On Sunday we had our own Sheffield Flickrmeet in The Showroom. It ws our fourth meeting and a couple of new people came along which is good. We voted on the winer of the Cathedral shot competition and have set up a series of new projects. We are also planning an exhibition of our work and want to show it somewhere central. Bristol have done something similar. It is interesting again that while we enjoy the mixing on a global scale we relish the idea of meeting new people in our locality … all people we would never otherwise have come into conatct with. Fascinating. (However there are those who do NOT come to the meets and so we cannot run far with that idea.)
And finally, in checking out arrangements for when we go to NYC in a couple of weeks, we found that the New York group is using Wayfarer to show aspects of their city as they see it.
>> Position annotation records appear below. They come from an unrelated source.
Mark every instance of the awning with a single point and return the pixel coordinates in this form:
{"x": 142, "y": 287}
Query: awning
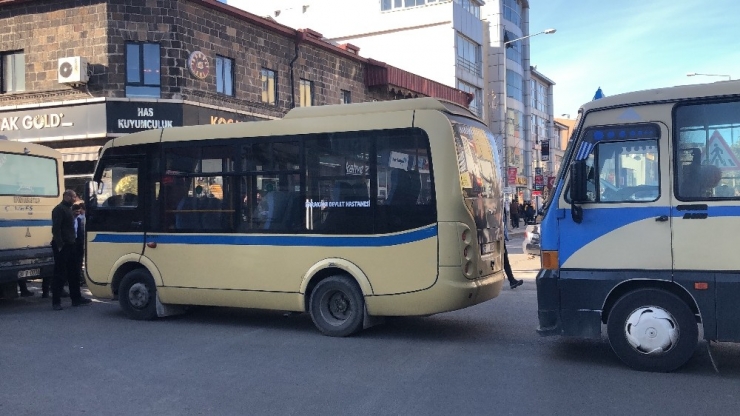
{"x": 80, "y": 154}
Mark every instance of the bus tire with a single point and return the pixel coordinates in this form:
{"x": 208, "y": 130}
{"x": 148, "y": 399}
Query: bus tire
{"x": 652, "y": 330}
{"x": 137, "y": 295}
{"x": 337, "y": 306}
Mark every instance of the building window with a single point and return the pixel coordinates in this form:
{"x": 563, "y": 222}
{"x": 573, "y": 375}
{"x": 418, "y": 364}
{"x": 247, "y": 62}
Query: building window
{"x": 269, "y": 88}
{"x": 12, "y": 71}
{"x": 513, "y": 12}
{"x": 469, "y": 55}
{"x": 403, "y": 4}
{"x": 224, "y": 75}
{"x": 471, "y": 6}
{"x": 306, "y": 93}
{"x": 476, "y": 106}
{"x": 143, "y": 70}
{"x": 513, "y": 49}
{"x": 539, "y": 96}
{"x": 514, "y": 85}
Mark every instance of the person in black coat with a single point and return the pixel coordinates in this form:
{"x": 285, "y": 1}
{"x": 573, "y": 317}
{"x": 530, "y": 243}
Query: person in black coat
{"x": 64, "y": 246}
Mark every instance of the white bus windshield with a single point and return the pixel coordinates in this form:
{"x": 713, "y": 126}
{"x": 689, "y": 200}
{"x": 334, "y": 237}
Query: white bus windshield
{"x": 28, "y": 175}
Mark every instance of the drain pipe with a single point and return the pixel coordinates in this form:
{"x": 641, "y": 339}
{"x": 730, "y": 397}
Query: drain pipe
{"x": 298, "y": 39}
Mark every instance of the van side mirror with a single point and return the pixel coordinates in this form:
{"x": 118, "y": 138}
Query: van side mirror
{"x": 578, "y": 189}
{"x": 578, "y": 181}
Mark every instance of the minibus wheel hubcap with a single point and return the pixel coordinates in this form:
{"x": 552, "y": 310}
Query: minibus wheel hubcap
{"x": 138, "y": 295}
{"x": 651, "y": 330}
{"x": 338, "y": 306}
I love this idea of bringing a personal perspective on the maps available and labelling the world in this manner. You add a photo and a description to a wayfarer map. This is Niznoz’s work .. must have taken him ages. (Small world, Niznoz is Moufle’s cousin.) TT also had a go here.
We have come a long way since the ol metaphysicals drew up maps and discovered the world was round .. but that really was quite a discovery!
Here is Moufle:

and here are TT and Little Bingo (thankfully in the controlled zone):

Oh yes. One more thing … I got chucked out of a Flickr group today … have yet to discover why. Now I am over the trauma (do I look like I care?) I am amused by all this and must consult Iona and Peter to check out why some kids on the playground feel compelled to set up rules so that they have hardly anyone left to play with… (the group has gone down to only 8 members now - from loads and loads)
March 16, 2006
for a really great day.
What a line up of wonderful researchers and practitioners.
Here are photos ..
Firstly here are some of the contributors to Kate and Jennifer’s new book. We are:
Gunther Kress, Barbara Comber, Hilary Janks, Jennifer Rowsell, Kate Pahl, Julia Davies and Pippa Stein.

Jennifer and Kate were our wonderful editors:

And the day today was not only a book launch but a showcase for excellent research arsing from Creative Partnerships locally and excellent practice globally. See here, here and here.
You may be interested to know I have been writing this post whilst having the multimodal experience of listening to a Flickr podcast from New York: from here. Fabulous - they have a documentary, interviews, pictures from NYC and a map of the tour they made whilst recordeing the broadcast.
TT was very excited as Star not Star was mentioned - a group he set up aaaages ago. And our friend moufle was on.